6. Procédure préjudicielle auprès de la Cour de cassation
La juridiction saisie d'un litige dont la solution dépend de l'interprétation de la LPCE (Conseil de la concurrence ou tribunal de l'ordre judiciaire) peut saisir la Cour de cassation par la voie d'une question préjudicielle. La compétence de la Cour de cassation se limite à l'interprétation de la LPCE. Sous l'ancienne législation, c'est la cour d'appel de Bruxelles qui était saisie par voie préjudicielle et elle se prononçait sur la licéité des pratiques restrictives de concurrence.
7. Pouvoir de pleine juridiction de la cour d'appel de Bruxelles
Comme précédemment, les décisions du Conseil de la concurrence peuvent faire l'objet d'un recours devant la cour d'appel de Bruxelles.
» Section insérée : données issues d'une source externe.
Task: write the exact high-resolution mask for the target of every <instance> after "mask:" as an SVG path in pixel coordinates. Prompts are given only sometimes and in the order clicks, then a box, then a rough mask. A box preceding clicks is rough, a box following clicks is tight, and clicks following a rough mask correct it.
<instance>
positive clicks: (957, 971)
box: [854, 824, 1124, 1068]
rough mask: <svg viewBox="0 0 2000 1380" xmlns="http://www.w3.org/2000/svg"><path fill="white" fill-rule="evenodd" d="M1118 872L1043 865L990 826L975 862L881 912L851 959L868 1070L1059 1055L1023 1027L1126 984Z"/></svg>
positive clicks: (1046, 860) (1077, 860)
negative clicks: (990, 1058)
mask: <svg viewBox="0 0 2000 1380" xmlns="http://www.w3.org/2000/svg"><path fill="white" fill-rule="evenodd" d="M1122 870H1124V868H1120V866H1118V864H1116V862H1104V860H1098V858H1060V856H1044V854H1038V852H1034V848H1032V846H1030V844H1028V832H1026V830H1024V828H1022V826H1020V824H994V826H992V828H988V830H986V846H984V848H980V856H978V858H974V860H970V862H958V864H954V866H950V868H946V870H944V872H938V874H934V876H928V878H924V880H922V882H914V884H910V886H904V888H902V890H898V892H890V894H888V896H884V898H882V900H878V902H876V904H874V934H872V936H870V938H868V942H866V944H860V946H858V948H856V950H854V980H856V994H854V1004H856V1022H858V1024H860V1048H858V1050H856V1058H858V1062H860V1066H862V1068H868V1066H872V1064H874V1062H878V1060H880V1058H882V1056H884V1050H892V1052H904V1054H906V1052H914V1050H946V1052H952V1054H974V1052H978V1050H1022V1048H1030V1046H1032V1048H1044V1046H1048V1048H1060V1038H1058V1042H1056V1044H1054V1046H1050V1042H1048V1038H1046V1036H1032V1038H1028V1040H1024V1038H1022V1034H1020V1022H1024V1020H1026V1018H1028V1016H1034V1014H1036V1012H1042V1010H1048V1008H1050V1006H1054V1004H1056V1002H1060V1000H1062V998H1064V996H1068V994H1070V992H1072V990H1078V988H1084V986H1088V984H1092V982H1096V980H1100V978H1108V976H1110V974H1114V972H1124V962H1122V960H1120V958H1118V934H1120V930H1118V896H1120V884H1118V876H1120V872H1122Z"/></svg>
La LPCE précise, en outre, que la cour d'appel dispose d'un pouvoir de pleine juridiction, ce qui lui permet, en cas d'annulation, de substituer sa propre décision à celle du Conseil de la concurrence. La LPCE met ainsi fin à l'incertitude qui régnait à ce sujet, en particulier en cas de recours contre les décisions portant sur l'admissibilité des concentrations, depuis que la cour d'appel de Bruxelles avait décidé, dans un arrêt du 15 septembre 2005, que ses pouvoirs en la matière se limitaient à un contrôle de légalité et qu'il ne lui appartenait pas, en cas d'annulation d'une décision du Conseil de la concurrence, de substituer sa propre analyse à celle du Conseil.
Bénédicte Raevens (Avocat associé au cabinet McGuireWoods Bruxelles)
Pol Cools (Avocat au cabinet McGuireWoods Bruxelles)
Note:
(1) La LPCE résulte de la coordination de la loi du 10 juin 2006 sur la protection de la concurrence économique et de la loi du 10 juin 2006 instituant un Conseil de la concurrence, toutes deux publiées au Moniteur belge du 29 juin 2006.